As far as Kirk's "Earth, Hitler, 1938" business, he's just sniping, too. Chang obviously knows something of Earth history and Kirk is trolling him by basically equating him to one of Earth's most hated villains. The actual historical significance of the phrase and its use in German politics in the decades before 1938 is completely missing the point of why Kirk said it.
--Alex
I'm fine with the way Kirk said it and I understood it's intent. What I don't like is that IMHO this was another of Meyer's "Let's show the audience how well read and intellectual I am moments" just like the "Only Nixon can go to China", all the Shakespeare lines and the "An ancestor of mine said that when you eliminate the impossible whatever remains......" line. (Spock was related to Sir Arthur Conan Doyle WOW!!!!! AND Meyer directed a Sherlock Holmes film....Man it sure is a small universe)
At the very least if Meyer was going to do his intellectual thing he could have gotten the meaning right. Lebensraum means "living space" not "breathing room". Am I nit picking...maybe but breathing room can mean your girlfriend is being too needy and you tell her to back off you need some breathing room. Or that you need some "breathing room" this work project, meaning more flexibility. Living space is specifically saying you or others need more area in order to live to the lifestyle you and or others deserve.
And again what the hell did needing breathing room have to do with this anyway? The mission was to save the Klingons from dying as a race, not to expand their empire so they could have more territory.
I think by having Kirk quip it in such a specific Meyer thought people who weren't familiar with German history would be impressed like "Wow he knows the year of the speech where Hitler said that concept.....man he's smart"
Kirk could have easily said "Yeah Hitler and the Nazis were fond of that phrase too" and it would have had the same impact and been more accurate.

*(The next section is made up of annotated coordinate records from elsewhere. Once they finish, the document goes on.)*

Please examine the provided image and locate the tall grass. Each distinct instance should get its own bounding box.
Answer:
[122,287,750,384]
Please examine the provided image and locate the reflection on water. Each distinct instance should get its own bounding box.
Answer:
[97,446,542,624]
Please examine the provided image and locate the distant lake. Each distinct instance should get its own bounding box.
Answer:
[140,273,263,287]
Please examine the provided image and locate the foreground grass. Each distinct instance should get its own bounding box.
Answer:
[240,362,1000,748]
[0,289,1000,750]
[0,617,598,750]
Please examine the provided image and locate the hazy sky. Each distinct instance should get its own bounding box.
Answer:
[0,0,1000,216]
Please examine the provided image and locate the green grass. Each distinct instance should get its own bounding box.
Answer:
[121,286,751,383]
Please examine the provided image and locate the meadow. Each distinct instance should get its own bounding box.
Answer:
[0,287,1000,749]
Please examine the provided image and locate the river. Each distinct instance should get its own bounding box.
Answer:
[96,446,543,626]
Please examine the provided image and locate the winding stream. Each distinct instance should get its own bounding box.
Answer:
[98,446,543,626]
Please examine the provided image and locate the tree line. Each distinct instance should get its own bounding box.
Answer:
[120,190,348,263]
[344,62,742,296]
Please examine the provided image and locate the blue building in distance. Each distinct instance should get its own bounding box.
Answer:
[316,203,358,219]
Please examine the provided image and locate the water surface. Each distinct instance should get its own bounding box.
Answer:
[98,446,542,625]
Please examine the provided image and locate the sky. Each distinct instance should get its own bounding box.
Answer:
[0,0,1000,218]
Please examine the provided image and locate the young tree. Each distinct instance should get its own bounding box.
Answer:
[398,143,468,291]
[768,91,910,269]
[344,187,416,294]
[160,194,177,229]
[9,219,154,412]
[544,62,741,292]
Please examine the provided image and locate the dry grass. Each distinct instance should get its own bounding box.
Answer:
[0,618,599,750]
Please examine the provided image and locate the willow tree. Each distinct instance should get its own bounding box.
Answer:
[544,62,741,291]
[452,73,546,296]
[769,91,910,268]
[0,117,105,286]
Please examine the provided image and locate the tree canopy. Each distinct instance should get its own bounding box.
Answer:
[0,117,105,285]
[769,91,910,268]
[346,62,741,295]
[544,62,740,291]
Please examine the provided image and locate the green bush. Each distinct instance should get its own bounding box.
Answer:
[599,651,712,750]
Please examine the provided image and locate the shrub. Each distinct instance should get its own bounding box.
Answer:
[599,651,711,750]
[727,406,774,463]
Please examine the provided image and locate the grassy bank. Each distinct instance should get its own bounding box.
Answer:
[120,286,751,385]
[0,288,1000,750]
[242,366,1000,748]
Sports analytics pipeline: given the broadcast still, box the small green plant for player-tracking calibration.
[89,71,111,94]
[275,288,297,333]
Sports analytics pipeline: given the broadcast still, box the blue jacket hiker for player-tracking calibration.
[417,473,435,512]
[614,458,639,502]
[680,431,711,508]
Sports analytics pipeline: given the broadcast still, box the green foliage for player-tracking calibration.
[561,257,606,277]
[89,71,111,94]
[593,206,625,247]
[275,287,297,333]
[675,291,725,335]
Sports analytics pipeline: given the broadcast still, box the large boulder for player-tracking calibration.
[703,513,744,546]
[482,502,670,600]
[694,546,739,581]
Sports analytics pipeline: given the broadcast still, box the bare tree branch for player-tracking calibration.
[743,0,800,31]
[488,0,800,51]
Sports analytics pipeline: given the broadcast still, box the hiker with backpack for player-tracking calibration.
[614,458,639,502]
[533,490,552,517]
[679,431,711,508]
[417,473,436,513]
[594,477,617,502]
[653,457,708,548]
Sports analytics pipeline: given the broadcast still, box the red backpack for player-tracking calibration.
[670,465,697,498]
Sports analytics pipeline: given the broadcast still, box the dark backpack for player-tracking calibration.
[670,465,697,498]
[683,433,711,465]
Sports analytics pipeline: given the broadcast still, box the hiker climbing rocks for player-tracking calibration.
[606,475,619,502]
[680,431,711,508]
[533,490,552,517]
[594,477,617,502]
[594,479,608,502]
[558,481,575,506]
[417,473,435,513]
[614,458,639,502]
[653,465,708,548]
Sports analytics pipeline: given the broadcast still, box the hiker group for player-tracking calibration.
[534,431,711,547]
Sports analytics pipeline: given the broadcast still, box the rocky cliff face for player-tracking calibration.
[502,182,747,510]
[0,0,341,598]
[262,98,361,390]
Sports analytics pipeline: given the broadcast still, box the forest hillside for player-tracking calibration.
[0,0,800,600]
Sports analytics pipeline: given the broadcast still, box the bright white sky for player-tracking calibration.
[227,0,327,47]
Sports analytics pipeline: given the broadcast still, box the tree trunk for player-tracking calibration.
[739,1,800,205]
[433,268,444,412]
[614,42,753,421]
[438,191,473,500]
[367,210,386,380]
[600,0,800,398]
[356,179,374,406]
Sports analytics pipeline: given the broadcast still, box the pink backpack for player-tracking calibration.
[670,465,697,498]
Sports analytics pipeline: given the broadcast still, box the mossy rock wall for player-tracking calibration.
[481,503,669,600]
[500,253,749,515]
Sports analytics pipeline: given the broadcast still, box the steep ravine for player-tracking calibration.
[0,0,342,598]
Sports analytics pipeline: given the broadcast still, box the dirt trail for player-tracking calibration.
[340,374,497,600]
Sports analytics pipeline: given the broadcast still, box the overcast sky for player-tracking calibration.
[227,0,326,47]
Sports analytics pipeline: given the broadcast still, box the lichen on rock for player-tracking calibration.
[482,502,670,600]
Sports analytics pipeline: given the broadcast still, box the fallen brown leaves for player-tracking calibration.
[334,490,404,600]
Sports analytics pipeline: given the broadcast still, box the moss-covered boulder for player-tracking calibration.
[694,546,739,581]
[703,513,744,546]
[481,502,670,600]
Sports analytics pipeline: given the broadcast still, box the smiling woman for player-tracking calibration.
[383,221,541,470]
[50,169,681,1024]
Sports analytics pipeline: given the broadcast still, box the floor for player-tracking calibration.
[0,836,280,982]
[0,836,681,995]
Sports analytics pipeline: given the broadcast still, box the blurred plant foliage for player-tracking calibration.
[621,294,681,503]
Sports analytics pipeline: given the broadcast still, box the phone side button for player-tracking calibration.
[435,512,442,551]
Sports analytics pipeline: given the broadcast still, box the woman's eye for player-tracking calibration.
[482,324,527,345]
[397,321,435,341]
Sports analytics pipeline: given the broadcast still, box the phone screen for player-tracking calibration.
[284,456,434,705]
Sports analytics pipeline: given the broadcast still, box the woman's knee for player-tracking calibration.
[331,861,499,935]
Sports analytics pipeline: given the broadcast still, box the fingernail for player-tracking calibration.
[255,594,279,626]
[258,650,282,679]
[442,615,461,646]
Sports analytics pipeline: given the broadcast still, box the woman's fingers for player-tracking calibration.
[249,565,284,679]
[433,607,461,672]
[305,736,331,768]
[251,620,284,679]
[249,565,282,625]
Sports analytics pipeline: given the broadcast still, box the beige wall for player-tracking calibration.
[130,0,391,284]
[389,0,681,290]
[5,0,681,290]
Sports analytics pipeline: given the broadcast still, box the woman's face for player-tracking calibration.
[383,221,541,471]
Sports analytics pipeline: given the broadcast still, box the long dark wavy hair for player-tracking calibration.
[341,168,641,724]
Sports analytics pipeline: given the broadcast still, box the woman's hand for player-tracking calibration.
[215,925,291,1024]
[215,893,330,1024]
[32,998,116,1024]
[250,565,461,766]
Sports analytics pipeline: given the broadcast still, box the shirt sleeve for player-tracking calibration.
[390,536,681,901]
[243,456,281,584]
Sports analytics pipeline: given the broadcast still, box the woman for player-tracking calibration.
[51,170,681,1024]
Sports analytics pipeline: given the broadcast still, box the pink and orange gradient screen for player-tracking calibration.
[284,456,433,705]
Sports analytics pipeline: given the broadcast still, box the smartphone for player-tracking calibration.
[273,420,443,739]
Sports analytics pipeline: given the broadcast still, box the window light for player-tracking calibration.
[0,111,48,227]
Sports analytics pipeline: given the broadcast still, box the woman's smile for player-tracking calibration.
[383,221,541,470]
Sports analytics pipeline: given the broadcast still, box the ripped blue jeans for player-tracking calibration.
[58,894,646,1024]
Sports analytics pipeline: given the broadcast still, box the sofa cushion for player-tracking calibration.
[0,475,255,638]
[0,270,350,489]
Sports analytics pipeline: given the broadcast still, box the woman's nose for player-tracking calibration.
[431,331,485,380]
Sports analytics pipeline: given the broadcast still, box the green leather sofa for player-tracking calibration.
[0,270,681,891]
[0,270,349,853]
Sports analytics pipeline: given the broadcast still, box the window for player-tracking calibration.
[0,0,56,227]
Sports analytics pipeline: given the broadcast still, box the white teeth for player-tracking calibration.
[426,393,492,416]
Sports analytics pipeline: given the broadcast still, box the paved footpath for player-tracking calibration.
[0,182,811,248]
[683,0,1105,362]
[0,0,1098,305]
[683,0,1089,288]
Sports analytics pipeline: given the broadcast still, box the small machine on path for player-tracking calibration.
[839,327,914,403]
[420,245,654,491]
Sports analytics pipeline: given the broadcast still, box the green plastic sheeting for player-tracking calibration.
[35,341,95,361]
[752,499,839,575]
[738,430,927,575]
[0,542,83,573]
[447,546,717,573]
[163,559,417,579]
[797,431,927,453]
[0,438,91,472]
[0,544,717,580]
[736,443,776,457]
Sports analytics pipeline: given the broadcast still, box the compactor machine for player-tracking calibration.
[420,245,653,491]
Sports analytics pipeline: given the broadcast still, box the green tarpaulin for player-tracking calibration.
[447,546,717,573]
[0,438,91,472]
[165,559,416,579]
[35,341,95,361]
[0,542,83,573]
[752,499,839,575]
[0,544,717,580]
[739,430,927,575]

I've believed for a while now that Harve Bennett (RIP) actually reigned in Meyer's flair for the dramatic in this way in TWOK and kept it to where Khan's Moby Dick references actually made sense and worked. If Bennett hadn't been there I have a feeling Meyer would have found another classic for Kirk to respond from all the time, and when Spock died it would have sounded like the end of Romeo and Juliett, but I think Bennett decided that we only need a little bit of this kind of drama in it and it should be Khan.
Without Bennett in TUC Meyer had a free hand to indulge himself and I think it clearly shows, to the detrement of the film in some ways.
I am grateful for what Meyer brought to Star Trek but, IMHO, his major shortcoming was he often used it as a vehicle to display his own intellectual prowess.